I know a lot of forces and ex forces people, and more than a few of them have been permanently and negatively affected by what they've seen and done.

You're probably seeing them before the adrenaline has worn off, and while they're still being intensively cared for.

Go back in a year when they've left the care system and see how they are. Even the ones that stay in the Army are rarely the same. Bitter, angry and hateful is pretty much the exact description.

Bear in mind a lot of them have wives and kids that bear the brunt of it, and you've got a fair few unhappy people.
(, Mon 20 May 2013, 16:22, 3 replies)
You think they know pain?
My office has blocked access to facebook - if I couldn't go home and take it out on the missus, I swear I'd go mad.
(, Mon 20 May 2013, 16:35, closed)
Yeah? Well, Costa didn't have any marshmallow toppers this morning.
FML
(, Mon 20 May 2013, 16:41, closed)
I just hate how
big the lumps are in my crunchy nut clusters.

I sometimes have to hit them with a spoon.
(, Mon 20 May 2013, 17:04, closed)
You ought to be
locked up.
(, Tue 21 May 2013, 9:49, closed)
......
I can only speak as I find. I don't doubt that many are angry and bitter but as I said in my post outwardly they don't display, or at least they don't to me. I'm no psychiatrist or psychologist so I have to take things the way they seem.
(, Mon 20 May 2013, 18:53, closed)
Just because your experience is different from that of
the OP doesn't mean that his experience is invalid.
You weren't there man so you saw no bollocks.
Oh, and there's no requirement for you to type on behalf of ex-forces personnel.
The vast majority of us can still communicate effectively, that is without having to plant our own words in other people's sentences.
Happy and fluffy my arse.
(, Mon 20 May 2013, 21:40, closed)
I'm not sure if we disagree or not
but he's obviously in contact with people who are being looked after, in the early stages of their recovery.

I'm talking for example about someone who did several tours in Bosnia, was not injured but was closely involved in the aftermath of some of the atrocities that happened there.

He has not been the same since he was there. He is perfectly functional, still in the Army, but is basically a horrible person most of the time.

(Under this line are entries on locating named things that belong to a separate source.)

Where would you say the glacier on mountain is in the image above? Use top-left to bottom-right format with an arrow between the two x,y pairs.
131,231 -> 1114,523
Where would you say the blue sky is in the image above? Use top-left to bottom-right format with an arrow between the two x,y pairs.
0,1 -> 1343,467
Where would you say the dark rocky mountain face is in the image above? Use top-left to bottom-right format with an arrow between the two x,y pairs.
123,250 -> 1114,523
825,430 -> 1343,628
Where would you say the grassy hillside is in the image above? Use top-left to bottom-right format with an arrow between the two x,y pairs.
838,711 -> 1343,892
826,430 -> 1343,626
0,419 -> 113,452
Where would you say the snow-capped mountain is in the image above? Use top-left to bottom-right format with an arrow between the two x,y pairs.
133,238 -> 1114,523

His wife and kids bear a lot of that.

Those are not the people this guy is talking about, and there are thousands of them.
(, Tue 21 May 2013, 11:28, closed)
I'm not sure if we agree or not.
It's not what happened to you, it's how you see what happened to you.
Your perception can change and of course perceptions of the same incident differ anyway. Care has improved but severe trauma is just as hard to deal with as shell shock was.
A very common "belief", even amongst dreadfully injured servicemen is that they should have died instead of their mates. That's a bastard to shift because it's all in the training.
Ongoing care is often needed but up until recently the army specialist hospitals would sign off a traumatised patient simply because his service had come to an end.
(, Tue 21 May 2013, 16:58, closed)
OK.
My original point was: It is kind of naive to think a soldier you meet in the early stages of care after a war injury is happy about everything.

So I think we agree.
(, Tue 21 May 2013, 17:34, closed)
I don't

(, Tue 21 May 2013, 23:14, closed)
Ok, so I have no idea what you're saying,
but I'm not really interested anyway.